Let's recap, shall we?

I moved in mid-March, with a week to conquer jet lag before I started a new job. Started the job, and worked well beyond 40 hours a week, every week. 

My stuff was delayed in San Francisco, and I lived here for a month without it. 

It became clear early on that the job was not right for me. While I was considering my options, I adopted a puppy and got really sick. 

Without options for staying at the job, I left it after six weeks. It took another two weeks to get well. And until last week to feel mostly moved in. 

Yeah, I'm exhausted. But I'm finally starting to feel settled. 

Wednesday, June 10, 2015

It's summertime, and the living is eas(ier)

The construction crews in my complex and along my block have made for some tricky traffic situations this week. And a weekend street closure really messed up my travels on Sat.

But that street closure was for installation of a cell tower. Cell service in my neighborhood has been spotty. It's much better now. 

In the seven years I lived in Laurel Heights, cell service was awful. A guy -just one guy - continuously blocked the installation of a cell tower atop the Laurel Inn, so nobody in the neighborhood could make a call. And here, there's not even an uproar over a day's worth of construction. 

So much about living here is easier. Cheaper, yes, but better in so many other ways. I have a parking space. It's a covered, assigned spot in a parking lot. I don't have to schlep my groceries half a mile to my house. 

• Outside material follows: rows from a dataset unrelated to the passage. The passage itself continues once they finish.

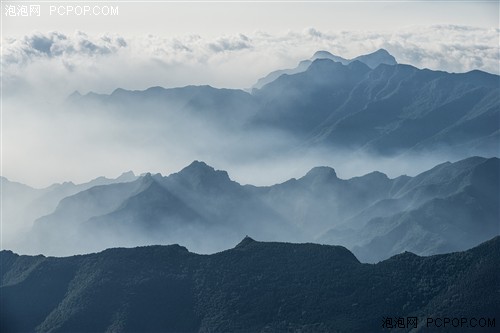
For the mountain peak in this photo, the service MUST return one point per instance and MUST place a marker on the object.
(381, 56)
(245, 242)
(199, 172)
(322, 172)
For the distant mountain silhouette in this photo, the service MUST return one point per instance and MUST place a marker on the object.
(22, 204)
(387, 110)
(256, 286)
(451, 207)
(372, 60)
(369, 103)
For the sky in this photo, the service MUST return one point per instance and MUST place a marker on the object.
(224, 44)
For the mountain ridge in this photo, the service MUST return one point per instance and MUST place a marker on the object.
(254, 287)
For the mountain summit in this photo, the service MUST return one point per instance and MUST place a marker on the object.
(372, 60)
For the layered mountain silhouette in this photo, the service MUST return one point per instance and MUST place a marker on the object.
(451, 207)
(369, 103)
(256, 286)
(372, 60)
(22, 204)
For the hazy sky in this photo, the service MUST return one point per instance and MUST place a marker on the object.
(213, 18)
(224, 44)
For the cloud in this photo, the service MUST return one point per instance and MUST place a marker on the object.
(103, 63)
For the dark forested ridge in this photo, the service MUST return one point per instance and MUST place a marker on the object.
(451, 207)
(254, 287)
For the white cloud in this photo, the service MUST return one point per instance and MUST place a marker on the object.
(102, 63)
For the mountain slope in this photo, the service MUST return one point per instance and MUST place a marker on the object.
(372, 60)
(448, 208)
(259, 287)
(451, 207)
(369, 104)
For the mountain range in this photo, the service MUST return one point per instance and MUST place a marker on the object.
(369, 103)
(254, 287)
(452, 207)
(372, 60)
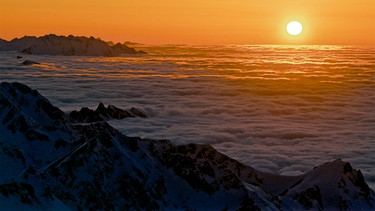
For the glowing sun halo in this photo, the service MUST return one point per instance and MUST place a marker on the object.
(294, 28)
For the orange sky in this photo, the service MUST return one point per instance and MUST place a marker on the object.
(193, 21)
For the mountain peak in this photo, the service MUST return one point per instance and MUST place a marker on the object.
(52, 44)
(53, 162)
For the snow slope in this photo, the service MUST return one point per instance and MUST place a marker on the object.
(50, 162)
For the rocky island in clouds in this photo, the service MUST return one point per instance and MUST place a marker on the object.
(69, 46)
(52, 160)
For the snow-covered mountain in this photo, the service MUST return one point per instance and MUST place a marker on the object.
(53, 162)
(61, 45)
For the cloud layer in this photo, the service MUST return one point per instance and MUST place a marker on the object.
(278, 109)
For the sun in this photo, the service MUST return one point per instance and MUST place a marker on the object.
(294, 28)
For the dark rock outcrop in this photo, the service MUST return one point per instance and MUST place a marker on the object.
(51, 164)
(102, 113)
(69, 46)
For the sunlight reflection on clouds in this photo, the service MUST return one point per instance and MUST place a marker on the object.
(281, 109)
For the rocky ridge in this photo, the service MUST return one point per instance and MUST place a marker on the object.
(53, 161)
(66, 45)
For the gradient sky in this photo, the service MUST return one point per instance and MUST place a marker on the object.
(193, 21)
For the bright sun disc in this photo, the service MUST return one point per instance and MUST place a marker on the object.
(294, 28)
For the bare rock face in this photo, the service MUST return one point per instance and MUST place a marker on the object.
(58, 161)
(67, 46)
(102, 113)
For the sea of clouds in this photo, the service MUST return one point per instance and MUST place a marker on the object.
(279, 109)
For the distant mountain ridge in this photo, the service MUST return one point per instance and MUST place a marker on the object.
(66, 45)
(50, 161)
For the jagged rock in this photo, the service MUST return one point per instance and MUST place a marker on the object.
(52, 164)
(86, 115)
(69, 46)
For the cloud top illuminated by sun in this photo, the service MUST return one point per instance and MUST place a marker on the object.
(294, 28)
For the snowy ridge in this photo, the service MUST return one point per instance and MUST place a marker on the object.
(53, 163)
(69, 46)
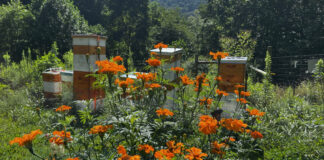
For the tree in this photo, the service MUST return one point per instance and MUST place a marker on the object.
(127, 23)
(291, 27)
(15, 25)
(56, 20)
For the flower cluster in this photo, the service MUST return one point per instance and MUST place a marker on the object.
(76, 158)
(99, 129)
(221, 93)
(146, 148)
(121, 150)
(63, 108)
(171, 152)
(217, 148)
(177, 69)
(108, 67)
(201, 81)
(233, 124)
(256, 135)
(60, 137)
(160, 45)
(255, 112)
(195, 154)
(145, 77)
(186, 80)
(152, 85)
(124, 84)
(164, 112)
(153, 62)
(117, 59)
(26, 140)
(206, 102)
(207, 125)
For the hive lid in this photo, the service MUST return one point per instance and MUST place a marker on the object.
(167, 51)
(52, 71)
(235, 60)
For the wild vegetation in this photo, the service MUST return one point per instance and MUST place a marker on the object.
(271, 121)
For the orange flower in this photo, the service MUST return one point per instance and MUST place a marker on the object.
(99, 129)
(219, 78)
(108, 67)
(186, 80)
(153, 85)
(60, 137)
(145, 76)
(195, 154)
(26, 140)
(221, 93)
(160, 46)
(242, 100)
(153, 62)
(76, 158)
(256, 135)
(147, 148)
(255, 112)
(232, 139)
(236, 92)
(217, 148)
(117, 59)
(153, 53)
(63, 108)
(128, 157)
(163, 154)
(206, 102)
(201, 81)
(177, 69)
(124, 84)
(218, 55)
(121, 150)
(176, 149)
(233, 124)
(246, 94)
(164, 112)
(207, 125)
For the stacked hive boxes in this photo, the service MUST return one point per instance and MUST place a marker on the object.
(52, 84)
(85, 54)
(232, 71)
(172, 58)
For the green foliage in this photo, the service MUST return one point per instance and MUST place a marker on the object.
(280, 24)
(319, 71)
(56, 20)
(242, 46)
(186, 6)
(267, 68)
(68, 60)
(291, 126)
(15, 25)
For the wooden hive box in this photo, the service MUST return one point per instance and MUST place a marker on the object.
(233, 71)
(85, 56)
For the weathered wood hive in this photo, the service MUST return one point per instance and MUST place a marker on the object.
(233, 71)
(85, 54)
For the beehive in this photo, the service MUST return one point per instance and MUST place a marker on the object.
(52, 83)
(85, 54)
(233, 71)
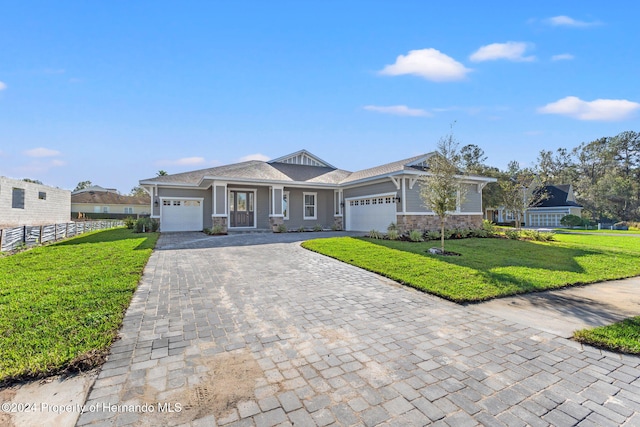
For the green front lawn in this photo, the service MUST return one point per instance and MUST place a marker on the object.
(490, 268)
(622, 336)
(579, 230)
(61, 305)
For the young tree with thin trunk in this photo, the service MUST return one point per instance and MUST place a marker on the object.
(442, 189)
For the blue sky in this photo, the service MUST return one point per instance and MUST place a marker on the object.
(114, 91)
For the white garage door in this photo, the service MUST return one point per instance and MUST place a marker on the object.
(181, 215)
(370, 213)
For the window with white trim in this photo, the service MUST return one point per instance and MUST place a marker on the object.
(285, 204)
(310, 205)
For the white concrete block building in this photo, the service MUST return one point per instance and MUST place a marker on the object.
(26, 203)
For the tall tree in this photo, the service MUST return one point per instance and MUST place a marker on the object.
(520, 190)
(82, 185)
(473, 158)
(442, 189)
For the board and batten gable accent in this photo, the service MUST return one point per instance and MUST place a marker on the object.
(382, 187)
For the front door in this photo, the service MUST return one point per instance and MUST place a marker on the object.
(241, 208)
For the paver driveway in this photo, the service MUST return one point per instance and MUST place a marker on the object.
(244, 330)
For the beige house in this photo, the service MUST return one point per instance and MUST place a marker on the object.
(300, 190)
(99, 202)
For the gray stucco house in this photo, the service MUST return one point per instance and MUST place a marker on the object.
(302, 190)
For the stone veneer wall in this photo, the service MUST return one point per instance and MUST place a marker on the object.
(221, 221)
(337, 222)
(275, 221)
(432, 222)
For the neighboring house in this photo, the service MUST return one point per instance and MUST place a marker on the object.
(559, 202)
(99, 202)
(302, 190)
(26, 203)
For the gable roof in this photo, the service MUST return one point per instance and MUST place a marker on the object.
(410, 164)
(109, 198)
(302, 157)
(557, 195)
(298, 167)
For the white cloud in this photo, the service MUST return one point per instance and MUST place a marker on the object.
(255, 156)
(511, 51)
(566, 21)
(185, 161)
(430, 64)
(599, 109)
(562, 57)
(398, 110)
(42, 152)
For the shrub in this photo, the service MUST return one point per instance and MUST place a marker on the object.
(571, 221)
(375, 234)
(489, 227)
(431, 235)
(146, 225)
(415, 236)
(129, 222)
(478, 232)
(393, 234)
(512, 234)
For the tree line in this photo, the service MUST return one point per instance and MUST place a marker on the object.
(605, 174)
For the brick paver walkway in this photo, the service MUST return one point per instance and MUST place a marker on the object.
(324, 343)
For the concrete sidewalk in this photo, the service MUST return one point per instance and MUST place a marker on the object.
(566, 310)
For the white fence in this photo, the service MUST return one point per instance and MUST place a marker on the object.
(14, 238)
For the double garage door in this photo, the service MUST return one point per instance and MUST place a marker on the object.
(370, 213)
(181, 215)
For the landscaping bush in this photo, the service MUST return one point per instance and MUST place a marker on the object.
(489, 227)
(129, 222)
(415, 236)
(571, 221)
(375, 234)
(146, 225)
(431, 235)
(512, 234)
(393, 234)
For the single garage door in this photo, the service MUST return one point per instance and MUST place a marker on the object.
(181, 215)
(370, 213)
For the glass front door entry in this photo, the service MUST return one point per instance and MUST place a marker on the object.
(241, 208)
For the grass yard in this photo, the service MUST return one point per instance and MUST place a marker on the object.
(622, 336)
(490, 268)
(577, 230)
(61, 305)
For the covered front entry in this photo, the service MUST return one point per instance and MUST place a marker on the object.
(370, 213)
(242, 208)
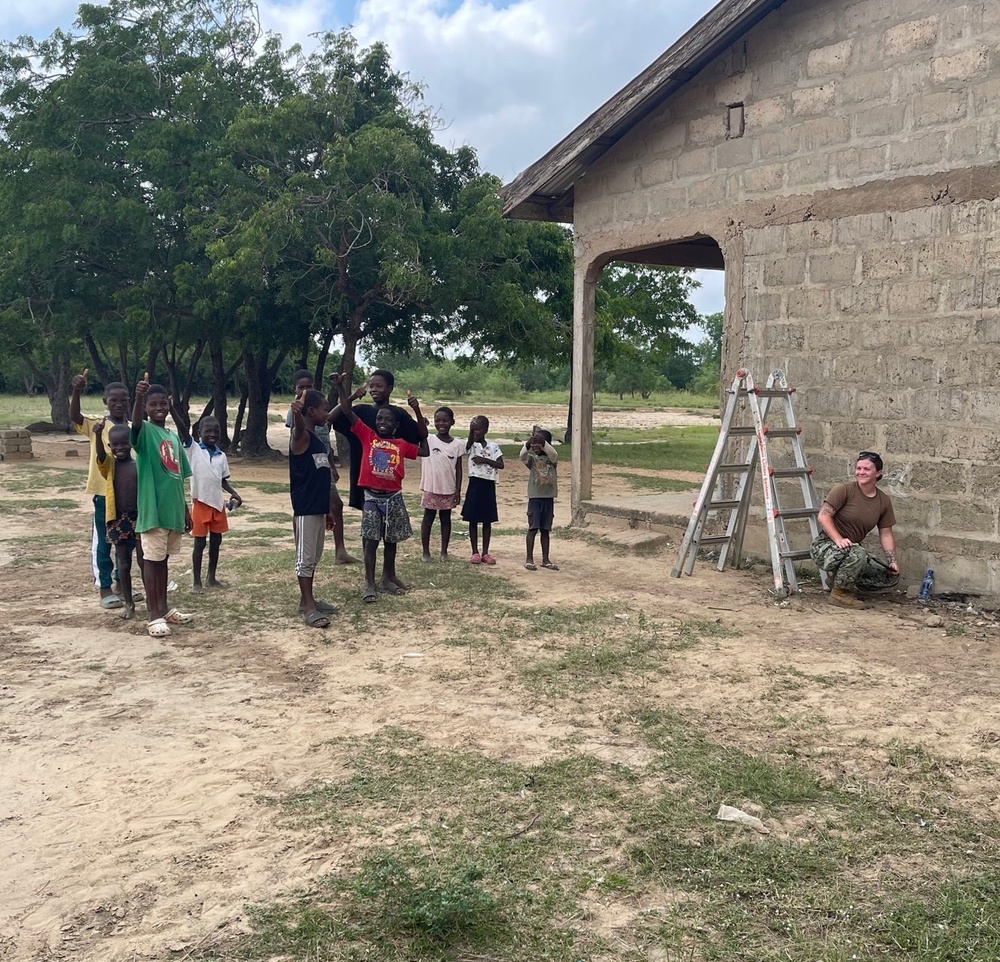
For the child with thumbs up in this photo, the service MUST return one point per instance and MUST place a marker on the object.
(161, 467)
(116, 404)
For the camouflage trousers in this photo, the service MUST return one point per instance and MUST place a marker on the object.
(851, 567)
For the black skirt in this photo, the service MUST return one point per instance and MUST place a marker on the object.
(480, 501)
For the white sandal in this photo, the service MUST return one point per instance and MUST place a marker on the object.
(158, 628)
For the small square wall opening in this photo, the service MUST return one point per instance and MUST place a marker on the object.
(735, 121)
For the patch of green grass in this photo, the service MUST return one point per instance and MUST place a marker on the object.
(253, 516)
(267, 487)
(50, 538)
(43, 479)
(655, 483)
(678, 449)
(36, 504)
(499, 860)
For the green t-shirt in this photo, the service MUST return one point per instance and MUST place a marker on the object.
(161, 467)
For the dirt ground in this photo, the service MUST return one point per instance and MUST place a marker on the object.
(131, 825)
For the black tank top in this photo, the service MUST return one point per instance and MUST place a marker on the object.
(310, 478)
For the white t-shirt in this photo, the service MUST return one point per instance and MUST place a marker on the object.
(437, 471)
(486, 449)
(208, 471)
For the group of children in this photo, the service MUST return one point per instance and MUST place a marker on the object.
(140, 507)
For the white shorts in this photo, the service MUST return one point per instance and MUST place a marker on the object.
(310, 536)
(159, 543)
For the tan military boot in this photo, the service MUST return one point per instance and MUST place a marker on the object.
(845, 598)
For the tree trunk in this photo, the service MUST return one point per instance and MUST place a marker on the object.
(95, 358)
(218, 402)
(253, 443)
(57, 386)
(324, 353)
(238, 429)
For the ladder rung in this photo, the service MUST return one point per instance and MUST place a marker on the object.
(788, 513)
(796, 555)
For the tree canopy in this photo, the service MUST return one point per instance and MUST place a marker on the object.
(178, 189)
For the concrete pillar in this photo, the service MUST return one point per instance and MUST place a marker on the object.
(584, 284)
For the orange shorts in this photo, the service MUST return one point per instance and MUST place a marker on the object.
(205, 518)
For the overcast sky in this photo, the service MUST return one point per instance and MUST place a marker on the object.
(510, 79)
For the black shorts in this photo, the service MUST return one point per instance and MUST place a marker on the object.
(122, 529)
(540, 513)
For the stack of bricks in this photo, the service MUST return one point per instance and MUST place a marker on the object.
(15, 444)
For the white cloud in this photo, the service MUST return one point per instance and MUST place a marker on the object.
(515, 79)
(510, 79)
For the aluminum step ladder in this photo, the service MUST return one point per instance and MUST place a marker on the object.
(729, 468)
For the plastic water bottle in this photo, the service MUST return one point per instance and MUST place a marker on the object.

I live on the first floor, so I'm
not battling narrow stairways with my bicycle. And if I were up higher, I could take an elevator. My building is fully accessible and even handicap-friendly. It's easy to get around, easy to sleep with soundproofed walls, and easy to breathe in a building with no mold. I have a dishwasher and washing machine in my unit, so doing chores isn't quite so time (and quarter) consuming. 

The job and social struggles that came with moving are still hard, but there's a balance that I never had in San Francisco. Not everything is a struggle here. It's a huge relief and a small joy. 

Friday, May 29, 2015

The Lowdown

Summer is heating up in my little corner of the Internet, and I could not be happier with sunshine, temps in the 80s, and the occasional evening thunderstorm. I have missed this weather. The trees are green and the flowers are blooming and all of Northern VA smells like honeysuckle. It's excellent.

Puppy life is hard, but rescuing Posey is the one of the best things I've ever done. I mean, come on, look at her little face.
I've had her for a little more than a month now, and she's twice the size she was the day I brought her home. We started puppy kindergarten a couple of weeks ago, and she can come, sit, and occasionally lie down on command. And she fetches pretty well when she's in the mood to play. We spend a lot of time outside, and a fair amount of time lounging on the couch like this. We spend most of the day together, which is great for bonding and training, but not good because it indicates that I'm not working right now.

I still can't put into words the heartbreak of this job failing so spectacularly. The details aren't important, but it's fair to say that their expectations weren't clearly laid out before I signed on, and they proved to be far out of line with my understanding of the job. We parted ways a couple of weeks ago, and I am working hard to figure out what's next.

I really thought this job marked the end of my instability. I'm really sad it didn't, but I am excited for whatever is next. And I'm hoping it includes a bike commute.

Thursday, April 30, 2015

Sick day

I'm home sick today. Or at least unwell. I think I'm actually so stressed out that I'm having head and stomach aches. I've been having panic attacks, and I feel like all my grief-stress issues have returned with a vengeance. It's like I've regressed three years over the course of the last few weeks. Yes, moving is hard, but this isn't about the move.

My job is awful. It's so stressful and beyond overwhelming. I'm not the right fit for the role, and the org is not a healthy place to work. And with no path to organizational change, I think I have to leave it for my own self-preservation. I am so very sad and discouraged.